Нельзя сказать, что он был полностью искренен, его любовь к царице Елизавете оставила на его сердце неизгладимый шрам; однако здесь, на Массисипи, в объятиях. Батистины, царский бастард Флорис, отвергнутый Россией потомок Романовых, сумел забыть о своем страшном прошлом. Батистина с трудом сдержалась, чтобы не расслабиться. Флорис ласково обнимал ее, подтверждая правоту каждого своего слова нежным поцелуем — в лоб, в нос, в щеки, в губы…

— Прости меня, Батистина… прости за мою жестокость… мне не хватит всей жизни… чтобы умолять тебя забыть об этом… Мы были врагами… нас разнесло в разные стороны… но теперь с этим покончено… Ты такая желанная… нежная… влюбленная. Я был ужасен…

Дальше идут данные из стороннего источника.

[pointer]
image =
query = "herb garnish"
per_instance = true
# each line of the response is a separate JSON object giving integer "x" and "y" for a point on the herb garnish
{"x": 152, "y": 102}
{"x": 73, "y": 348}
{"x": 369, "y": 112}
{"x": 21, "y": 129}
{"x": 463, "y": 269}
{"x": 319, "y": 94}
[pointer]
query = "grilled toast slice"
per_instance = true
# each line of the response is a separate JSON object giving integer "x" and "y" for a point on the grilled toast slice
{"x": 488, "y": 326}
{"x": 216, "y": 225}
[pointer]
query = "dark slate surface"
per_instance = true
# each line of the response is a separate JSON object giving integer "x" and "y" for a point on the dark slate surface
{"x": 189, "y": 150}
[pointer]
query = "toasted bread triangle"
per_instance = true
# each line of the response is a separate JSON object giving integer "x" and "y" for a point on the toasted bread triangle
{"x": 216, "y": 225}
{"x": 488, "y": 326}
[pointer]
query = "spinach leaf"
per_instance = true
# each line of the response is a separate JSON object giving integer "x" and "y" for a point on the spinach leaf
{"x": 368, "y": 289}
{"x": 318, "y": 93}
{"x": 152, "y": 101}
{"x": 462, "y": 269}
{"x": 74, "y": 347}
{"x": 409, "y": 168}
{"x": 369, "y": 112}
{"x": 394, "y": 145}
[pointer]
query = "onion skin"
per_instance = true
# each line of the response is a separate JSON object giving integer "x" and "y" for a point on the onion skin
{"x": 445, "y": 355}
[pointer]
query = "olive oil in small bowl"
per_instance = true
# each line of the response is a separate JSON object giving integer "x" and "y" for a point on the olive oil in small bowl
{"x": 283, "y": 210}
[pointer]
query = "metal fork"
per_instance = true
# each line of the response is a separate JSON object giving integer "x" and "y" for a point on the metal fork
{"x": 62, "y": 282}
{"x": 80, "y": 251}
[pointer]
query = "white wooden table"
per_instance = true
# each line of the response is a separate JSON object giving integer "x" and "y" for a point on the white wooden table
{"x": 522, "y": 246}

Гордец оправдывался, в голосе его звучало смирение: он говорил со своей королевой Батистина быстро потупила взор, чтобы он не увидел победного блеска, промелькнувшего в ее голубых глазах. Флорис, признавший свое поражение, — это было прекрасно и ново. Его упругие мускулистые бедра всадника плотно прижались к ней. Она почувствовала прикосновение горячей мужской плоти. Продолжать сейчас сопротивляться было поистине героизмом, однако у Батистины, как у опытного полководца, была железная выдержка. Время «опустить нос» еще не пришло! Она обеими руками оттолкнула Флориса.

— Я много… много страдала от твоих несправедливых обвинений, Флорис… Мне нужно время, чтобы вновь привыкнуть к тебе… научиться любить тебя… Сердце мое всегда принадлежало тебе, любовь моя… но будь сдержан и терпелив до… до…

Голое Батистины внезапно сделался хриплым.

Укрощенный гордец завершил ее фразу:

— До нашей свадьбы, Батистина!

И он закрыл ей рот поцелуем. Флорис и Батистина молча возвращались к хижине. Он держал ее за руку; они шли, словно юная деревенская парочка: застенчивые жених и невеста. Время от времени они останавливались, чтобы поцеловаться, а потом продолжали свой путь, тяжело дыша от безумной неутоленной любви.

«Быть может, я ошибался… Бедная моя крошка, ей же приходилось сопротивляться всем этим грубым и отвратительным мужчинам… Она не виновата… она такая юная и невинная… отныне я стану ее защищать!» — думал растроганный Флорис, готовый теперь столь же сурово осуждать своих ближних, как еще совсем недавно он осуждал Батистину.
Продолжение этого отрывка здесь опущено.